25.11.2025 – Indem der Versicherungsnehmer die gravierenden technischen Probleme und die Reparaturnotwendigkeit der Yacht beim Vertragsabschluss nicht mitgeteilt hat, hat er grob fahrlässig gegen seine vorvertragliche Anzeigepflicht verstoßen, so der OGH. Der Versicherer ist leistungsfrei.

Am 13. April 2022 beantragte A.E. für seine Motoryacht den Abschluss einer Kasko- und Haftpflichtversicherung. Drei Tage danach kam es in der Nacht zu einem Brand, bei dem das Schiff schwer beschädigt wurde.
A.E. meldete den Schadenfall am 21. April, der Versicherer erklärte am 19. Mai 2022 den Rücktritt vom Vertrag und lehnte eine Zahlung mit der Begründung ab, dem Versicherungsnehmer seien gravierende technische Probleme und eine umfassende Reparaturnotwendigkeit der Yacht bekannt gewesen.
Daraufhin reichte A.E. Klage gegen den Versicherer ein, in der er 35.000 Euro fordert. Erst- und Berufungsgericht wiesen die Klage ab, worauf sich der Versicherungsnehmer mit einer außerordentlichen Revision an den Obersten Gerichtshof wandte.
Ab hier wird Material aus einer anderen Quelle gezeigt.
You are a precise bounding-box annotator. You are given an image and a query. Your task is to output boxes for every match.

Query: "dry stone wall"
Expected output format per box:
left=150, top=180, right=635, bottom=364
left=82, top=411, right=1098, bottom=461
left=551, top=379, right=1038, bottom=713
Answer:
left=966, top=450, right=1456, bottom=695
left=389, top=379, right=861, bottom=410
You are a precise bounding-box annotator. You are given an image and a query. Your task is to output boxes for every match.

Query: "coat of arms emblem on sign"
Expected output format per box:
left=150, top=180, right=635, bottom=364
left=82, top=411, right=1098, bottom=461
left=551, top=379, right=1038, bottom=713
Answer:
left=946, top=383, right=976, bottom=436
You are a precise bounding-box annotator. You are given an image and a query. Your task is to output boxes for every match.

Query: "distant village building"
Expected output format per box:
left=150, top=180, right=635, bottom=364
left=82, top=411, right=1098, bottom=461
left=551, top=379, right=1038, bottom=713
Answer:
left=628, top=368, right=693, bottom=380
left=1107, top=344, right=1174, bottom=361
In seiner rechtlichen Beurteilung geht der OGH einleitend auf die vorvertragliche Anzeigeobliegenheit des Versicherungsnehmers ein. Gemäß § 16 Absatz 1 Satz 1 VersVG erstrecke sich diese nur auf Umstände, die für die Übernahme der Gefahr erheblich sind.
Dabei genüge es für die Bejahung der Gefahrenerheblichkeit, dass ein Umstand vorliegt, der bei objektiver Betrachtung geeignet wäre, den Versicherer dazu zu motivieren, den Vertrag nicht oder nicht zu den bestimmten Bedingungen abzuschließen.
Ein Versicherungsnehmer habe dem Versicherer beim Vertragsabschluss alle ihm bekannten gefahrenerheblichen Umstände anzuzeigen. Solche Umstände können eine spontane Anzeigepflicht auslösen; es sei nicht nötig, dass der Versicherer dazu Fragen stellt.
Nicht ausdrücklich nachgefragte Umstände seien allerdings nur dann mitzuteilen, wenn sich eine Frage des Versicherers konkludent auch auf sie bezieht oder ihre Mitteilung als selbstverständlich erscheint, so der OGH.
In jenen Fällen, in denen ein Umstand vom Versicherungsnehmer nicht angezeigt wurde, nach dem der Versicherer nicht ausdrücklich und genau umschrieben gefragt hat, könne dieser nur dann vom Vertrag zurücktreten, wenn die Anzeige vorsätzlich oder grob fahrlässig unterblieben ist.
Bei der Erfüllung der vorvertraglichen Anzeigepflicht seien an die vom Versicherungsnehmer anzuwendende Sorgfalt „ganz erhebliche Anforderungen zu stellen“, betont der OGH.
Anhaltspunkte für die Beurteilung des Grades der Fahrlässigkeit seien beispielsweise die Gefährlichkeit der Situation, der Wert der gefährdeten Interessen, das Interesse des Handelnden an seiner Vorgangsweise und die persönlichen Fähigkeiten des Handelnden.
Damit grobe Fahrlässigkeit vorliegt, müsse ein objektiv besonders schwerer Sorgfaltsverstoß bei Würdigung aller Umstände des konkreten Falls dem Versicherungsnehmer auch subjektiv schwerstens vorwerfbar sein.
Im vorliegenden Fall habe das Berufungsgericht erklärt, dass die Mitteilung der dem Kläger bekannten Mängel geradezu selbstverständlich gewesen wäre; deren Unterlassung begründe eine grob fahrlässige Verletzung der Anzeigeobliegenheit. Dieser Ansicht schließt sich der OGH in seiner Entscheidung an.
Es sei für den durchschnittlichen Versicherungsnehmer klar erkennbar, dass diese Informationen für die Risikoübernahme des Versicherers relevant sind.
Angesichts der Gefährlichkeit, der Relevanz der anzuzeigenden Umstände und der mehrfachen Unterlassungen des Klägers liege eine außergewöhnliche und auffallende Vernachlässigung der Sorgfaltspflicht vor. Die außerordentliche Revision wurde vom OGH daher zurückgewiesen.
Die OGH-Entscheidung 7Ob161/25i vom 22. Oktober 2025 ist im Rechtsinformationssystem des Bundes im vollen Wortlaut abrufbar.